Mind: SIGMA is ignored for the tetrahedron method.
How to set ISMEAR
For the calculation of the total energy in bulk materials, we recommend the tetrahedron method with Blöchl corrections (ISMEAR=-5). This method also gives a good account of the electronic density of states (DOS). The only drawback is that the method is not variational with respect to the partial occupancies. Therefore the calculated forces and the stress tensor can be wrong by up to 5 to 10% for metals. Only for semiconductors and insulators, the forces are correct because the partial occupancies do not vary and are either zero or one. For the calculation of forces and phonon frequencies in metals, we recommend the method of Methfessel-Paxton (ISMEAR>0). The method of Methfessel-Paxton (ISMEAR>0) also results in a very accurate description of the total energy, nevertheless, the width of the smearing (SIGMA) must be chosen carefully. Too large smearing parameters might result in an incorrect total energy, small smearing parameters require a dense mesh of k points. SIGMA should be as large as possible, while keeping the difference between the free energy and the total energy (i.e. the term entropy T*S) in the OUTCAR file negligible (1 meV/atom).
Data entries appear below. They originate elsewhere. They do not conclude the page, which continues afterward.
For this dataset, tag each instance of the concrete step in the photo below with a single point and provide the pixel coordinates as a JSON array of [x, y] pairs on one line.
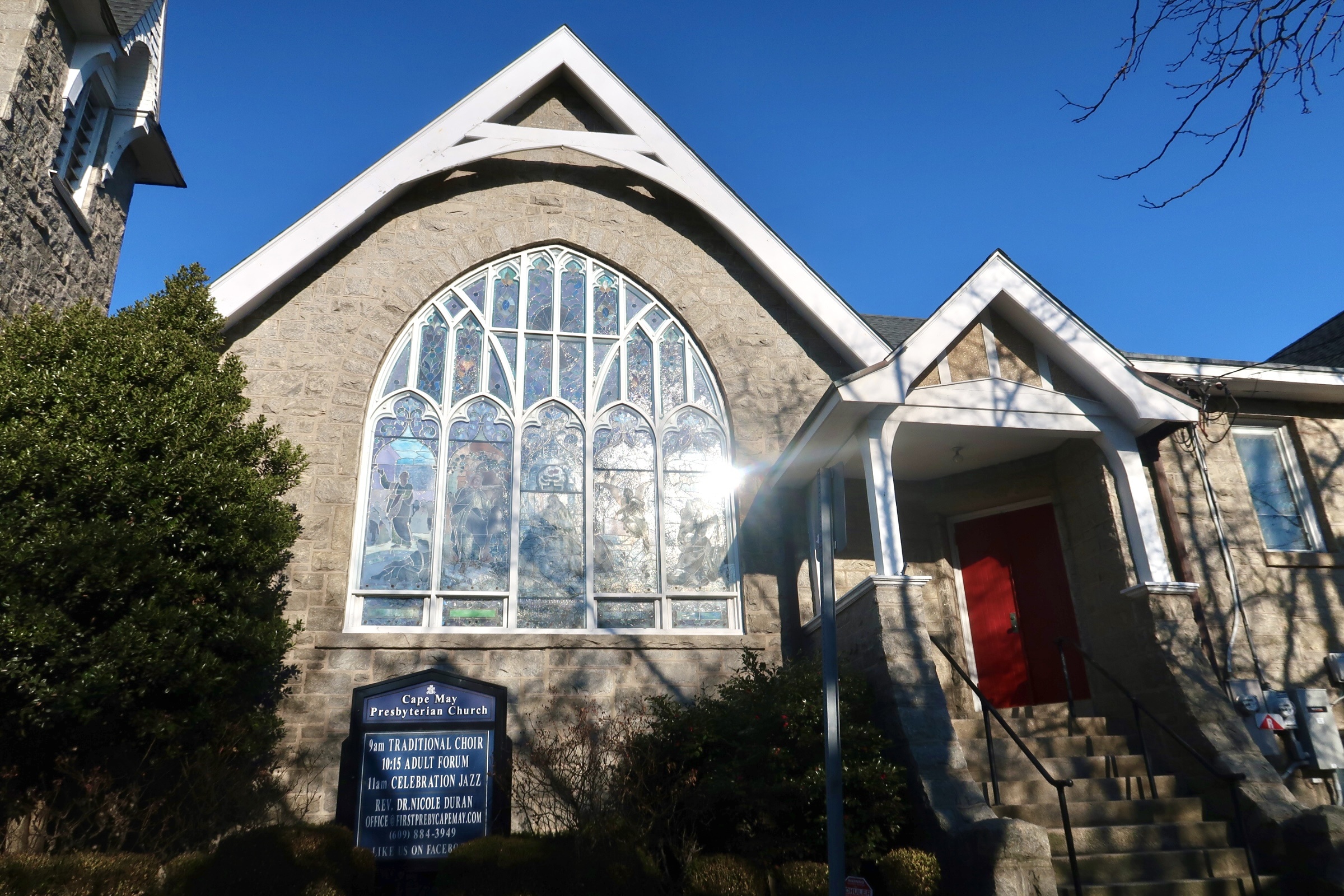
[[1136, 839], [1049, 746], [1190, 887], [1110, 812], [1084, 789], [968, 729], [1175, 864], [1015, 766]]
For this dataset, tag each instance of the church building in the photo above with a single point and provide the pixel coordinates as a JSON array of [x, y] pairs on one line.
[[565, 394]]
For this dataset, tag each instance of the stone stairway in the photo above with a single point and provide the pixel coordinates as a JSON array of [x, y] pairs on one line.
[[1130, 841]]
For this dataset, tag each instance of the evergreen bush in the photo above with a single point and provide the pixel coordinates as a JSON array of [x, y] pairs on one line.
[[143, 546]]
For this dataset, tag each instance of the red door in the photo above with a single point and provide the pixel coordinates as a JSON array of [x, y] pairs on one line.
[[1012, 571]]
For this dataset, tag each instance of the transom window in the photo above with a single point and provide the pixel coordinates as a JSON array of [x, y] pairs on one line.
[[1278, 492], [549, 452]]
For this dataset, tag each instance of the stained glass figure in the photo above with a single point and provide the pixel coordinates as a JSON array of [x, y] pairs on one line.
[[506, 297], [401, 371], [552, 551], [478, 492], [612, 386], [541, 295], [573, 319], [703, 394], [624, 506], [476, 614], [498, 385], [699, 614], [635, 301], [467, 359], [673, 368], [433, 356], [696, 506], [655, 319], [393, 612], [572, 371], [510, 344], [398, 531], [639, 358], [536, 370], [627, 614], [606, 309], [476, 293]]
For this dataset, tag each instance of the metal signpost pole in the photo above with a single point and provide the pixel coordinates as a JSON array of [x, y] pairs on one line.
[[831, 535]]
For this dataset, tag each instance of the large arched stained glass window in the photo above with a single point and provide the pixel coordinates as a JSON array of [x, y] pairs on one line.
[[548, 453]]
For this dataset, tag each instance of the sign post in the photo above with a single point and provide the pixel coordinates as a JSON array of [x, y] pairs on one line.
[[830, 535], [425, 767]]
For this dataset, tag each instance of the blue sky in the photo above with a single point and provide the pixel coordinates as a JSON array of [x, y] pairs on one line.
[[893, 146]]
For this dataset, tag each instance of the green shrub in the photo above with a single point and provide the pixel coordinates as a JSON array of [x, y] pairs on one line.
[[557, 866], [801, 879], [78, 875], [911, 872], [143, 551], [744, 769], [722, 875], [295, 860]]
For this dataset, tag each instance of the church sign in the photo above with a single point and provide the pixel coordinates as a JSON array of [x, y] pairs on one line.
[[425, 767]]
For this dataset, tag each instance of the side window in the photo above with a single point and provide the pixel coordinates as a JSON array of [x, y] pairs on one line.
[[1278, 491]]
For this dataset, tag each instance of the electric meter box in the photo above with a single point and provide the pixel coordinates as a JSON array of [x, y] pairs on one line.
[[1316, 730]]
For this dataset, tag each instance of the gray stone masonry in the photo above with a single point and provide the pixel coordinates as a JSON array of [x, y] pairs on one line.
[[48, 257], [881, 631], [314, 351]]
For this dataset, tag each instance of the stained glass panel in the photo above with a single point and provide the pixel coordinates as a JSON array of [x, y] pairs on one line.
[[573, 319], [476, 614], [476, 293], [541, 295], [510, 346], [699, 614], [433, 356], [498, 383], [696, 506], [635, 301], [478, 494], [639, 358], [401, 371], [673, 368], [393, 612], [400, 526], [606, 316], [624, 506], [536, 370], [506, 297], [467, 359], [627, 614], [572, 371], [552, 551]]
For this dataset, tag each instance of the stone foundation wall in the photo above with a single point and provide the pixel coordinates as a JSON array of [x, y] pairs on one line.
[[49, 257]]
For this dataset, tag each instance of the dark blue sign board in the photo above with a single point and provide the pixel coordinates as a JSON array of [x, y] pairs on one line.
[[425, 767]]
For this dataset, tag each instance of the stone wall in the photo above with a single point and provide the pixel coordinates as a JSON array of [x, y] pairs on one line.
[[48, 255], [314, 351]]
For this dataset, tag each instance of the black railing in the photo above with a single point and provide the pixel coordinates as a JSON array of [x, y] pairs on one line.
[[987, 710], [1231, 780]]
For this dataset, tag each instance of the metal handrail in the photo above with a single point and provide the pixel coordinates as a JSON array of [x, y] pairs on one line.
[[987, 710], [1230, 778]]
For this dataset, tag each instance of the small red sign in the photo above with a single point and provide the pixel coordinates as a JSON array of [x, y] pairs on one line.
[[857, 887]]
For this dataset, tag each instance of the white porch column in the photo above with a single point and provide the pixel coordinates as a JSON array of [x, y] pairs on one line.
[[875, 440], [1136, 503]]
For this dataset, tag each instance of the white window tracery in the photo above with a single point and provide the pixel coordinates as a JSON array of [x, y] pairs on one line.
[[548, 453]]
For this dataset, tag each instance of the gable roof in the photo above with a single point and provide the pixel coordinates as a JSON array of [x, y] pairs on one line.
[[476, 128]]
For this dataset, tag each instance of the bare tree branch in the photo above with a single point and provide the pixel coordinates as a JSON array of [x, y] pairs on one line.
[[1250, 46]]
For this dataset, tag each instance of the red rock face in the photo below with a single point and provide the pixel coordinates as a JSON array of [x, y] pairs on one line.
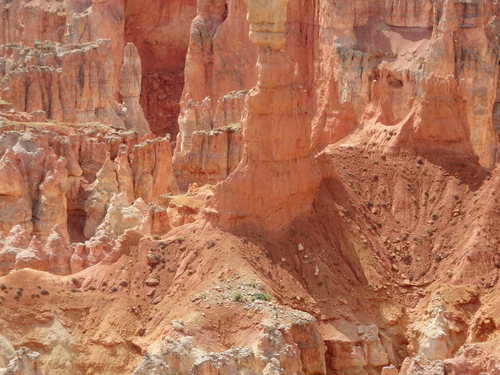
[[160, 31], [327, 202]]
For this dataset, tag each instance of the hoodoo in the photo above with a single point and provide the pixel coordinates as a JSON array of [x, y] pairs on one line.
[[244, 187]]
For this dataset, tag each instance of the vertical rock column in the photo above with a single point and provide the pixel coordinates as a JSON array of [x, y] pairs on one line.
[[277, 177], [130, 90]]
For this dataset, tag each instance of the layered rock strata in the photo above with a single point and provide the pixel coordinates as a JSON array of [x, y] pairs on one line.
[[276, 136]]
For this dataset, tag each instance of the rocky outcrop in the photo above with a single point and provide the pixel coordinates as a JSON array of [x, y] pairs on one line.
[[73, 83], [67, 183], [295, 348], [277, 137], [130, 90], [25, 362]]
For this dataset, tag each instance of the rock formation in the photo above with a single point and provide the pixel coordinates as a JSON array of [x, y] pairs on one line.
[[271, 187], [276, 135]]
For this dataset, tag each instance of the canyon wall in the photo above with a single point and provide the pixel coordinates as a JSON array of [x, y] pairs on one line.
[[249, 187]]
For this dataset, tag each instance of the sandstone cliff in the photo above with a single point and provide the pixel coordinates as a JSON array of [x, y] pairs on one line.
[[249, 187]]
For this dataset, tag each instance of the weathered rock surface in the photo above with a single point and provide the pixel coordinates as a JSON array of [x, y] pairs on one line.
[[354, 150], [296, 348], [63, 184]]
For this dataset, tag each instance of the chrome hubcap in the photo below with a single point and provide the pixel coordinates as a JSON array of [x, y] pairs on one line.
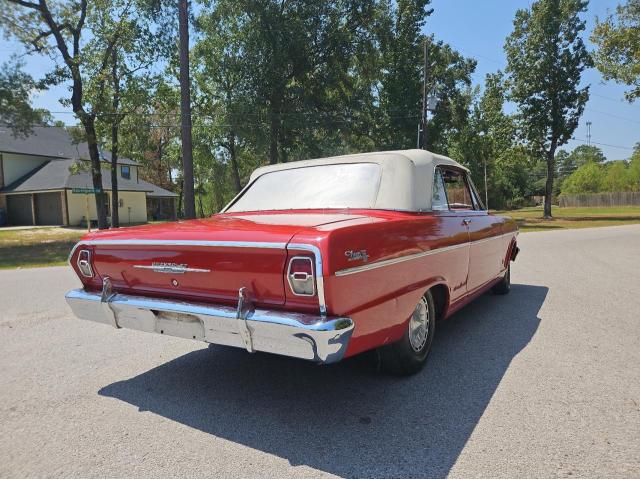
[[419, 325]]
Warning: Avoid using ISMEAR>0 for semiconductors and insulators, since this often leads to incorrect results (the occupancies of some states might be smaller than 0, or larger than 1). |
Errors for, e.g., phonons frequencies can be substantial, i.e., exceeding 20 %. These errors are very hard to spot if you do not look carefully. For insulators, use ISMEAR=0 or ISMEAR=-5.
The Gaussian-smearing method leads to very reasonable results in most cases. Within this method it is necessary to extrapolate from finite SIGMA results to SIGMA=0 results. You can find an extra line in the OUTCAR file: energy( SIGMA→0 ), giving the extrapolated results. Large SIGMA values lead to a similar error as the Methfessel-Paxton scheme, but in contrast to the Methfessel-Paxton scheme one can not determine how large the error due to the smearing is without systematically reducing SIGMA. In this respect, the method of Methfessel-Paxton is more convenient than the Gaussian smearing method. In addition, in the Gaussian smearing method forces and the stress tensor are consistent with the free energy and not the energy for SIGMA→0. Overall the Methfessel-Paxton method is somewhat easier to use for metallic systems.
Summary
- If you have no a priori knowledge of your system, for instance, if you do not know whether your system is an insulator, semiconductor or metal then always use Gaussian smearing ISMEAR=0 in combination with a small SIGMA=0.03-0.05.
- This is not the default in VASP yet, so to be on the safe side, you might want to include this setting in all your INCAR files.
- For semiconductors or insulators, use the tetrahedron method (ISMEAR=-5), if the cell is too large (or if you use only a single or two k points) use ISMEAR=0 in combination with a small SIGMA=0.03-0.05.
- For relaxations in metals, use ISMEAR=1 or ISMEAR=2 and an appropriate SIGMA value (the entropy term should be less than 1 meV per atom). For metals a reasonable value is often SIGMA= 0.2 (which is the default).
- Mind again: Avoid using ISMEAR>0 for semiconductors and insulators since it might cause severe problems.
- For the calculations of the DOS and very accurate total-energy calculations (no relaxation in metals), use the tetrahedron method (ISMEAR=-5).